At one point they saw two other riders in the misty distance, a girl who had been one of Alexine’s closest friends since childhood, and her mother, who had been one of Harriet’s. The two figures at once reined in their horses, then a moment later veered off in a different direction. Alexine realized that the mother must have decided that she and her daughter should avoid the nigger ragamuffin – as the girl, taking her cue from her mother, had, to Alexine’s indignation, more than once referred to Sammy.
In a bid to escape from this uncomfortable realization, Alexine brought down her riding crop, urging her horse into a gallop.
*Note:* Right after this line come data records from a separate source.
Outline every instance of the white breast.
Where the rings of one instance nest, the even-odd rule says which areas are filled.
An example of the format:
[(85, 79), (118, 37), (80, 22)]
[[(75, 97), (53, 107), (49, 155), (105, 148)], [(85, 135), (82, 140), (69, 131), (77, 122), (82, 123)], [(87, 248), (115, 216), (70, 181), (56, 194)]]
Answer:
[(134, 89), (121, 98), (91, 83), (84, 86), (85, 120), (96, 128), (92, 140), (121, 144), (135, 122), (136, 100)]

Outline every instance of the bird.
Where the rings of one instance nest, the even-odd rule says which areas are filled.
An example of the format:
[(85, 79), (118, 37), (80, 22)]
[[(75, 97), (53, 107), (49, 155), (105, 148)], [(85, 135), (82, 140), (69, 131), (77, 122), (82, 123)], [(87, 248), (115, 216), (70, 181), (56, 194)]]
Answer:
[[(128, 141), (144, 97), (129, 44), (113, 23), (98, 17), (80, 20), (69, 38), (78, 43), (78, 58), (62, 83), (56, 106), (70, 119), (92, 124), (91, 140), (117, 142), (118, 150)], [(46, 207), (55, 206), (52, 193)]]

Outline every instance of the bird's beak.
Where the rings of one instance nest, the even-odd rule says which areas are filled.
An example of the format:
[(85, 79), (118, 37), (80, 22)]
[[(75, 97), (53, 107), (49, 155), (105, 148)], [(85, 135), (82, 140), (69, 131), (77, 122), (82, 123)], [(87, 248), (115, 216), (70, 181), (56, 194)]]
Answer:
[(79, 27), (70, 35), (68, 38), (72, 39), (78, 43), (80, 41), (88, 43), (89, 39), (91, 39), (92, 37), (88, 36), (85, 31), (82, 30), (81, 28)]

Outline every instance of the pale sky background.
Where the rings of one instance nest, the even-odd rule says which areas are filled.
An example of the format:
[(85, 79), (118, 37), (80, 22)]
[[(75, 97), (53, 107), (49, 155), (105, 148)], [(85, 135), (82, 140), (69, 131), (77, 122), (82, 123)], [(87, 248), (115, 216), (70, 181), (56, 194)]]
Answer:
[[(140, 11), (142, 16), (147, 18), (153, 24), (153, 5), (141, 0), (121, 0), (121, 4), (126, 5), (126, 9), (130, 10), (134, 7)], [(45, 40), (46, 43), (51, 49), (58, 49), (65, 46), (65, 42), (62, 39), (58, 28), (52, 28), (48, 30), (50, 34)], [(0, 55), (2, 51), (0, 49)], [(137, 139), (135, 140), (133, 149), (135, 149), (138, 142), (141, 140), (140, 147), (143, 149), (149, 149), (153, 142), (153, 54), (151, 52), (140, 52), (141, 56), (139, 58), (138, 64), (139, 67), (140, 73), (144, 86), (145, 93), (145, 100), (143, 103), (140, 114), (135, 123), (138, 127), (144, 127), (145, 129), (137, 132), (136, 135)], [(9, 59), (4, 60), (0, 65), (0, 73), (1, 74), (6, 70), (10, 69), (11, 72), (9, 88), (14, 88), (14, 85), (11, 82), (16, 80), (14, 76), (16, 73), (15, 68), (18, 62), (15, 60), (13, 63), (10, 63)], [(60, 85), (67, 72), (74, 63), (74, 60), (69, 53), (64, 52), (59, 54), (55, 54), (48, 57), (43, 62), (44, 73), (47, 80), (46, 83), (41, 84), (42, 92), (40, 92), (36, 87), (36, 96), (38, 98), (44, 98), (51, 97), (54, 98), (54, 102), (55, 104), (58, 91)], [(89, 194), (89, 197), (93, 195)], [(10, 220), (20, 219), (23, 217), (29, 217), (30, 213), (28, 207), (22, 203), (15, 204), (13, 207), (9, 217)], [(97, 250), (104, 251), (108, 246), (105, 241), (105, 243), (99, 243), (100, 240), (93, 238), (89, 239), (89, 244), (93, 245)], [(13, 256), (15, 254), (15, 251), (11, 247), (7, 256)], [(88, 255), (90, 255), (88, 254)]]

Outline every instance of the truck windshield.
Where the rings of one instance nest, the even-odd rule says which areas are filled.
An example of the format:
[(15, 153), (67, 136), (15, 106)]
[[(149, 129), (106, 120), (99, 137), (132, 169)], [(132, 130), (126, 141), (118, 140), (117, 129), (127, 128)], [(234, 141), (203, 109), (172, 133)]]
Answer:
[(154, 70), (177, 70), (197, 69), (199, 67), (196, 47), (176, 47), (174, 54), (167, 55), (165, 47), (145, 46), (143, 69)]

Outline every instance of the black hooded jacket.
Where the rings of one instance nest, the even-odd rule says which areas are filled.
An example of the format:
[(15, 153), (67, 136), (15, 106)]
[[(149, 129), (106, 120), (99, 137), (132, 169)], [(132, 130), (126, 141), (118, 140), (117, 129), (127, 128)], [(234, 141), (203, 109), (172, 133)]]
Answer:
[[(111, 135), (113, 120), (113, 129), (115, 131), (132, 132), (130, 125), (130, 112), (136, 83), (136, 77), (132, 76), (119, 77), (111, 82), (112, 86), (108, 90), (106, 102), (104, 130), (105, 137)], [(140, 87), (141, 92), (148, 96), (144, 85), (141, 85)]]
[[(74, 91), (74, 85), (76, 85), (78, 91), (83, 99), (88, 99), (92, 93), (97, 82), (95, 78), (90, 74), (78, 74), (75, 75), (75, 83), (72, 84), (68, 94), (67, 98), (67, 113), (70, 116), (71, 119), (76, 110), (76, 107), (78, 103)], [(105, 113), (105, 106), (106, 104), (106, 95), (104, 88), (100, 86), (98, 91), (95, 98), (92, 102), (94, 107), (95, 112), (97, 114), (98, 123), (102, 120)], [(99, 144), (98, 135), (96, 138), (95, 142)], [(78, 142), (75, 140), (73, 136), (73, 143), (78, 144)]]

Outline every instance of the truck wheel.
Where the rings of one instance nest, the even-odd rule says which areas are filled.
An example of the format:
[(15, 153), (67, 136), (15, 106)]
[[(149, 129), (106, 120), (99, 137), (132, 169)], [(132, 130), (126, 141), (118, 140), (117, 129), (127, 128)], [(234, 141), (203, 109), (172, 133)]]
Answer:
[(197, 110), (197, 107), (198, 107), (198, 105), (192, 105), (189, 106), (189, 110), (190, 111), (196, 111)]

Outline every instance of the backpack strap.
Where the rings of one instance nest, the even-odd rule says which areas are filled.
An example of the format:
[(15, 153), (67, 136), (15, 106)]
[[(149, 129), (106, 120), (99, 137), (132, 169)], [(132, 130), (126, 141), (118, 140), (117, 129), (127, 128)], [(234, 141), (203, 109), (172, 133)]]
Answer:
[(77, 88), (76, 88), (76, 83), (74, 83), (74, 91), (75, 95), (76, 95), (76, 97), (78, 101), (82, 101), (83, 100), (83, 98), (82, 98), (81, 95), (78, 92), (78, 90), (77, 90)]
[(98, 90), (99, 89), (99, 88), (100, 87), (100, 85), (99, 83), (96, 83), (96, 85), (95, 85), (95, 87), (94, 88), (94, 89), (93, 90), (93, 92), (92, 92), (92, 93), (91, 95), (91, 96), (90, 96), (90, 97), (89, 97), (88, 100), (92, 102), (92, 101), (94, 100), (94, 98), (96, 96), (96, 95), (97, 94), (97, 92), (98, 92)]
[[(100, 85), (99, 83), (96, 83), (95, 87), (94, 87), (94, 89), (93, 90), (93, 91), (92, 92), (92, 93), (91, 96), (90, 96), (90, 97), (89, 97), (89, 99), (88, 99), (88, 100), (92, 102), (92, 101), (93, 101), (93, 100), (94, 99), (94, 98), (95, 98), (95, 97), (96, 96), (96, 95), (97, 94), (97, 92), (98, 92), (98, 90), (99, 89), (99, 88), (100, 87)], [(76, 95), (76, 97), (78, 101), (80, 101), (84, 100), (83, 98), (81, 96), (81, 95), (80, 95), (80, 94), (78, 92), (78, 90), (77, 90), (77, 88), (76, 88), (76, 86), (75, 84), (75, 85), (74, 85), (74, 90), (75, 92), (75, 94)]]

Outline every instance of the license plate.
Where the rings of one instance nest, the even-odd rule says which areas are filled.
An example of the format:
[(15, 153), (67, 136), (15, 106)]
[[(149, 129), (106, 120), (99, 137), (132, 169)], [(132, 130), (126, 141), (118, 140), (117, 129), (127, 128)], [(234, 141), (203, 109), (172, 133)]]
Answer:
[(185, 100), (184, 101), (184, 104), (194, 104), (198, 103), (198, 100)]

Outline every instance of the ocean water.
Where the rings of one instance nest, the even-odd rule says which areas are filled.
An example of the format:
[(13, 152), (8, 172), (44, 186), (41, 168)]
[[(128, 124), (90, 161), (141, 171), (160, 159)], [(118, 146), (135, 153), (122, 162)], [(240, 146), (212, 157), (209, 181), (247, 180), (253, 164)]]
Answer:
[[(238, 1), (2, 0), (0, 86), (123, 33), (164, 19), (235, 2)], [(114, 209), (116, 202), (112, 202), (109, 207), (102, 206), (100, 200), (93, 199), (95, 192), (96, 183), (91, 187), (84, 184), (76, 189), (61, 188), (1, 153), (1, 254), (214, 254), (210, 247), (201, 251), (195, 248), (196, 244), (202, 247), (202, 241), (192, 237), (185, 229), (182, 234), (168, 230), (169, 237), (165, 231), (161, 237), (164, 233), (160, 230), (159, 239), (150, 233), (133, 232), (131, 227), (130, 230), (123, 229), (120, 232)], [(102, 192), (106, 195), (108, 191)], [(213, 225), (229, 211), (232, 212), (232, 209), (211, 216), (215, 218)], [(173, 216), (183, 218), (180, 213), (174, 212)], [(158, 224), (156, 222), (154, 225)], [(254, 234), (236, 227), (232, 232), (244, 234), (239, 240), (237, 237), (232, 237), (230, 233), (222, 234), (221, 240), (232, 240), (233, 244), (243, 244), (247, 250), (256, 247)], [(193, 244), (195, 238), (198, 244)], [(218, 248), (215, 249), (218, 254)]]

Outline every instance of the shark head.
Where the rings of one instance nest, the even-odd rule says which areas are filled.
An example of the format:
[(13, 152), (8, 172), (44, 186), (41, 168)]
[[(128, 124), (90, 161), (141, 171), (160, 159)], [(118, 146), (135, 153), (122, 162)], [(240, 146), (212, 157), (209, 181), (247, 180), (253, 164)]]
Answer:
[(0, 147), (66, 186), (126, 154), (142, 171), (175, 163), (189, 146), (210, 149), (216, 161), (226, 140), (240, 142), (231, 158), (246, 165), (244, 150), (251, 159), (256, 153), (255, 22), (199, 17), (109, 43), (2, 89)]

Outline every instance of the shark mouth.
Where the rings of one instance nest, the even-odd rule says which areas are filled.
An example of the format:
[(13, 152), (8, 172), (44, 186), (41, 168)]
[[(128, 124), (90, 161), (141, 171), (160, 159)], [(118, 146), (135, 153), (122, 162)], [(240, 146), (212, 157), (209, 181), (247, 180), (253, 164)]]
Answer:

Her hair, long, lustrous and thick – she had inherited that hair from her mother – streamed behind her in the wind. Sammy galloped behind her.
Fro
m a low, bedraggled clump of bushes, a skeletally thin dog emerged. On a number of occasions it had been caught foraging for food in the dustbins of the house; it was also suspected of having from time to time killed a chicken or a duck. Philip had said that he was going to shoot it, but Alexine, always tender-hearted to animals, had begged him not to do so. The dog now stood its ground, front legs wide apart and ears cocked, as the horses hurtled towards it. Then it began to bark on a single, high-pitched note. Alexine’s horse reared up and swerved away. Insecure from riding side-saddle, as her mother always insisted, Alexine knew herself to be falling, attempted to right her balance, and then crashed to the frozen earth. She felt a sulphurous taste at the contact, and simultaneously a fiery pain shooting up her left forearm.
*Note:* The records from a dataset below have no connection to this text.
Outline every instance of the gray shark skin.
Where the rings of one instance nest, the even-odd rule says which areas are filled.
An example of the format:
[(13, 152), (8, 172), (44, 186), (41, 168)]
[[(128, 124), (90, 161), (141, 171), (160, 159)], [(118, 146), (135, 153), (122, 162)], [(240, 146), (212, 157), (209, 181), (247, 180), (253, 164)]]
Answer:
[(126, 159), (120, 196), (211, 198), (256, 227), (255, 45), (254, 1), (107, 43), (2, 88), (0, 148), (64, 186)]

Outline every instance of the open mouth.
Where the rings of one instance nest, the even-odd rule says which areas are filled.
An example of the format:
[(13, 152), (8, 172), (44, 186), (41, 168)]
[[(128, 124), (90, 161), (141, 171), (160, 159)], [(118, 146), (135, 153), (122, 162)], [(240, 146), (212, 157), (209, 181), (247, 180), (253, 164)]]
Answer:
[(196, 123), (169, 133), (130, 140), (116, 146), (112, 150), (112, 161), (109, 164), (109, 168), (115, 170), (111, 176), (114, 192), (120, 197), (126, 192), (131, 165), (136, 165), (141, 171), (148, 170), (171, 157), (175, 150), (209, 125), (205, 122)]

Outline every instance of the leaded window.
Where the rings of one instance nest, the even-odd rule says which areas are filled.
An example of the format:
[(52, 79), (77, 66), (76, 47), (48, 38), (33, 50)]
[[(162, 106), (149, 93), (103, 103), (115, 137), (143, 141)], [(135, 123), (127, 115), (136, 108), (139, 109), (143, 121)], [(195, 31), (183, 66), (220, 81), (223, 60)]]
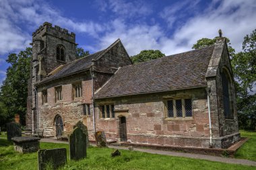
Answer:
[(224, 116), (226, 118), (233, 118), (230, 81), (228, 79), (228, 77), (224, 72), (222, 73), (221, 75)]
[(61, 86), (55, 87), (55, 102), (62, 100), (62, 87)]
[(100, 106), (101, 118), (115, 118), (114, 105), (102, 105)]
[(59, 60), (65, 61), (65, 48), (63, 46), (57, 46), (56, 48), (56, 58)]
[(84, 110), (84, 115), (86, 115), (86, 116), (91, 115), (90, 104), (83, 105), (83, 110)]
[(73, 84), (73, 99), (82, 97), (82, 83)]
[(166, 102), (168, 118), (192, 117), (191, 99), (168, 100)]
[(185, 99), (185, 112), (186, 117), (192, 116), (192, 101), (191, 99)]
[(42, 104), (47, 103), (47, 90), (42, 91)]
[(173, 112), (172, 100), (167, 101), (167, 108), (168, 108), (168, 117), (173, 118), (174, 115)]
Sammy dismounted and ran towards her, while the two horses waited in total insouciance. The dog had slunk away, back into the bushes from which it had emerged. Sammy knelt down beside her, making incoherent noises. She endeavoured to smile. Had she broken her arm? She moved it. She decided that she had not done so, even though that brief, cautious movement had sent that fiery pain once again shooting up her forearm. She struggled to get to her feet, all at once aware that, since in her fall she had shattered the ice glazing a deep puddle, her skirt was spattered with mud.
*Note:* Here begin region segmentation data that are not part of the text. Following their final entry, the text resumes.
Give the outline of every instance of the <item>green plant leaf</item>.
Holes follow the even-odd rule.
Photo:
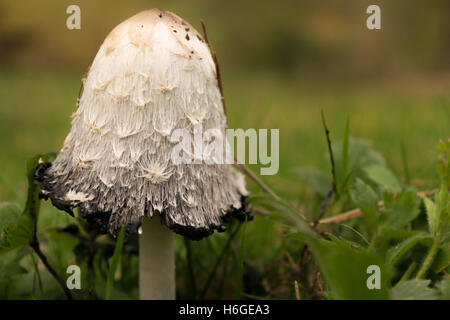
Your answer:
[[[410,238],[400,242],[395,247],[391,248],[386,254],[386,261],[390,265],[394,265],[397,261],[404,256],[409,250],[414,248],[418,243],[424,243],[430,246],[433,242],[433,237],[427,233],[421,233],[411,236]]]
[[[436,210],[436,205],[429,198],[423,198],[425,204],[425,209],[427,212],[428,227],[432,234],[436,234],[439,224],[438,211]]]
[[[397,177],[386,167],[371,165],[365,168],[365,172],[370,180],[385,190],[397,193],[402,189]]]
[[[435,300],[438,293],[429,287],[430,280],[413,279],[400,282],[390,290],[392,300]]]
[[[405,190],[395,197],[386,194],[384,197],[386,225],[391,228],[402,228],[413,221],[420,213],[420,199],[414,191]]]
[[[122,226],[119,236],[117,237],[116,247],[114,248],[114,254],[111,258],[111,263],[108,270],[108,277],[106,279],[105,300],[111,299],[112,289],[114,287],[114,276],[116,274],[117,267],[122,257],[123,239],[125,235],[125,229]]]
[[[302,167],[295,168],[294,172],[322,197],[326,197],[331,189],[331,179],[320,170]]]
[[[0,204],[0,238],[10,224],[17,223],[21,212],[22,209],[16,203],[3,202]]]
[[[442,280],[436,287],[439,289],[441,299],[450,300],[450,278]]]
[[[434,258],[431,270],[435,273],[444,271],[450,266],[450,243],[444,243],[439,248],[439,251]]]
[[[353,248],[348,242],[336,238],[334,241],[313,241],[310,246],[335,299],[388,298],[390,269],[374,251]],[[371,265],[380,267],[380,289],[367,287],[367,279],[371,275],[367,268]]]
[[[364,218],[371,227],[376,228],[378,224],[378,199],[373,189],[361,179],[356,179],[350,197],[356,206],[363,212]]]

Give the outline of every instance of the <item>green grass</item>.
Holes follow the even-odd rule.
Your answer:
[[[0,69],[0,202],[23,205],[27,189],[26,160],[35,154],[61,148],[70,129],[70,115],[75,111],[81,77],[82,72],[64,70]],[[320,119],[322,110],[333,142],[344,139],[349,118],[350,135],[372,141],[373,148],[384,156],[387,166],[401,180],[406,176],[404,163],[407,163],[411,181],[420,182],[424,189],[436,185],[436,146],[439,139],[449,135],[450,92],[423,90],[414,93],[386,84],[373,87],[330,86],[297,82],[274,74],[240,73],[237,76],[237,72],[232,71],[225,73],[224,86],[230,128],[280,129],[280,171],[276,176],[263,177],[263,180],[285,199],[311,198],[306,185],[293,174],[295,167],[316,167],[329,172],[327,144]],[[249,186],[253,194],[259,194],[260,190],[255,185],[249,182]],[[314,205],[317,205],[316,198]],[[314,209],[307,202],[302,206]],[[62,271],[68,262],[75,263],[73,246],[76,242],[66,235],[47,236],[47,232],[51,232],[54,226],[72,222],[67,214],[57,211],[49,202],[42,203],[39,230],[46,240],[43,241],[44,250],[56,268]],[[350,222],[348,232],[351,233],[353,228],[357,226]],[[242,266],[243,256],[246,263],[257,268],[259,274],[264,274],[272,297],[292,297],[290,286],[293,279],[280,282],[280,274],[288,270],[295,275],[285,265],[285,260],[298,259],[302,244],[285,241],[282,230],[281,224],[269,218],[256,217],[250,222],[245,231],[245,252],[241,251],[237,237],[223,262],[231,271],[227,267],[218,270],[221,278],[229,280],[222,284],[212,283],[207,297],[236,296],[236,288],[242,285],[242,279],[235,281],[236,270],[233,271],[232,266]],[[192,243],[198,291],[201,291],[203,278],[210,273],[228,237],[227,233],[218,234]],[[178,295],[195,296],[189,292],[191,285],[185,277],[186,251],[181,237],[177,237],[176,251]],[[205,256],[205,252],[209,254]],[[286,258],[288,256],[291,257]],[[133,260],[131,264],[135,262]],[[247,268],[248,265],[244,270],[240,269],[244,277]],[[45,271],[42,273],[48,278]],[[246,281],[248,283],[248,279]],[[24,282],[28,283],[23,289],[26,292],[32,279]],[[104,284],[100,286],[104,287]],[[253,288],[252,294],[257,294],[258,290]],[[118,296],[120,298],[136,297],[136,290],[115,291],[115,294],[122,294]]]
[[[70,129],[70,115],[82,72],[46,69],[0,69],[0,201],[25,196],[25,160],[58,151]],[[227,77],[229,75],[229,77]],[[297,83],[271,74],[224,78],[231,128],[279,128],[280,172],[266,177],[275,190],[298,191],[291,169],[326,169],[326,143],[320,112],[333,141],[343,139],[346,118],[350,134],[373,142],[388,165],[404,175],[402,143],[412,179],[435,176],[436,143],[449,133],[450,92],[424,94],[389,88],[331,87]]]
His face was extremely close to hers. Then his arm was around her. She leaned against it, and once more struggled, now with his assistance, to get to her feet. She had never before touched him, not once. She could feel the muscular hardness of his body so close to hers, and could smell, with a hallucinatory intensity, that musky odour of his. Suddenly, astoundingly, he was gripping her to him, both arms around her shoulders, his cheek against hers. She could feel all the violence of his desperation. Overcome with a momentary terror, she pushed him away from her and, a moment later, wished that she had not done so. Frowning, lips pursed, she rubbed at her arm, rubbed at it repeatedly, while he stared down at it. Then going to her horse, she made a number of efforts to remount. She was only able to do so when, putting his hands to her waist, he assisted her by half-lifting her up.